The persistent gap between knowledge, positive beliefs, and actual practice across diverse settings including among educated populations in HICs, suggests that knowledge and beliefs alone are insufficient to drive sustained PFME practice. Supportive systems within routine antenatal care, such as onsite practical demonstrations of proper technique and take-home videos/charts, consistent reminders, and regular follow-up by healthcare providers during antenatal periods, may be necessary to help women translate their knowledge and positive beliefs into habitual exercise.

Implications for practice

These findings highlight the need to include pelvic floor health education as a routine part of antenatal care in Ghana. Healthcare providers should be trained to teach PFMEs correctly, covering proper technique, breathing patterns, and posture. Educational materials should be in local languages and include anatomical diagrams and step-by-step guides to help women with varying levels of education understand better. Additionally, existing community health programs and antenatal group sessions could be used to encourage and normalize PFME practice among pregnant women, which could ultimately lead to better pelvic floor health outcomes for mothers.

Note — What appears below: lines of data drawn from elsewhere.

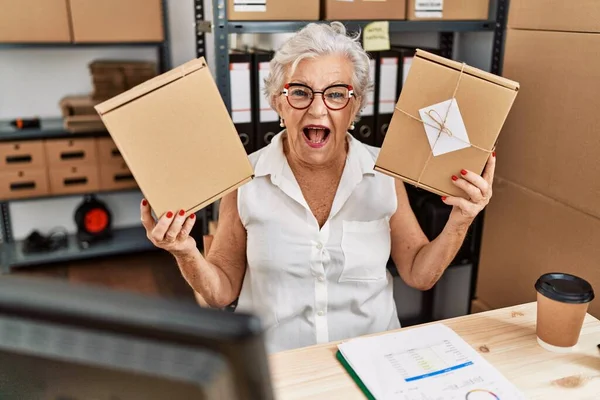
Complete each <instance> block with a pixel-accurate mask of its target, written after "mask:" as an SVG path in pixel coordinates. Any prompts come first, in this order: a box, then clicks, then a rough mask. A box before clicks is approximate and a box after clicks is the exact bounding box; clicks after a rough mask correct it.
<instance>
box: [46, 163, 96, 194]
mask: <svg viewBox="0 0 600 400" xmlns="http://www.w3.org/2000/svg"><path fill="white" fill-rule="evenodd" d="M48 179H49V181H50V193H51V194H54V195H57V194H73V193H86V192H95V191H98V190H99V189H100V179H99V175H98V167H97V166H96V165H90V164H88V165H81V164H73V165H64V166H61V167H51V168H50V170H49V171H48Z"/></svg>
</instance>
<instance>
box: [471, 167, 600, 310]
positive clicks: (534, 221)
mask: <svg viewBox="0 0 600 400" xmlns="http://www.w3.org/2000/svg"><path fill="white" fill-rule="evenodd" d="M483 228H484V232H483V241H482V245H481V260H480V264H479V271H478V274H477V288H476V297H477V298H478V299H481V300H482V301H484V302H485V303H486V304H489V305H490V306H491V307H493V308H499V307H506V306H511V305H515V304H520V303H524V302H530V301H535V299H536V291H535V288H534V284H535V281H536V280H537V278H538V277H539V276H540V275H541V274H543V273H546V272H550V271H559V272H566V273H572V274H575V275H578V276H581V277H582V278H584V279H587V280H588V281H589V282H590V284H591V285H592V286H593V288H594V289H595V290H600V269H599V268H598V260H600V246H599V245H598V243H600V219H598V218H595V217H593V216H590V215H587V214H585V213H583V212H581V211H578V210H576V209H574V208H572V207H569V206H567V205H564V204H561V203H559V202H557V201H554V200H552V199H550V198H548V197H546V196H543V195H541V194H539V193H536V192H534V191H532V190H530V189H527V188H524V187H522V186H519V185H517V184H514V183H511V182H510V181H507V180H505V179H502V178H500V177H497V178H496V180H495V182H494V197H493V198H492V201H491V202H490V204H489V206H488V208H487V211H486V217H485V224H484V225H483ZM590 313H591V314H592V315H594V316H595V317H600V301H593V302H592V303H591V304H590Z"/></svg>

Limitations of the present study

This study acknowledges some limitations. Participants were recruited from only two hospitals in the Kumasi metropolis using convenience sampling, which may not fully represent all pregnant women in the region. Although the sample size met the minimum required, a larger sample from more facilities across the Kumasi metropolis would have provided more representative and generalizable findings. Additionally, the use of self-reported questionnaires may have introduced recall bias and social desirability bias, which could have led to overestimation of knowledge or practice levels. The findings may therefore have limited generalizability beyond the two study sites, and care should be taken when applying the results to other settings with different healthcare systems or cultural backgrounds.

Conclusion

This study found low awareness, incomplete knowledge, persistent misconceptions, and poor adherence to PFMEs among pregnant women in Ghana. To address these gaps, physiotherapists should collaborate with antenatal care providers to develop structured education programs that include practical demonstrations, interactive sessions, and consistent follow-up during antenatal visits. Such programs should clearly explain the benefits, teach correct techniques, and dispel myths to empower women to integrate PFMEs into their daily routines. Strengthening PFME education in antenatal care has the potential to improve maternal pelvic floor health and postpartum recovery outcomes.

Acknowledgments

The authors express sincere gratitude to the pre-partum women who participated in this study and to the hospitals for approval of this study.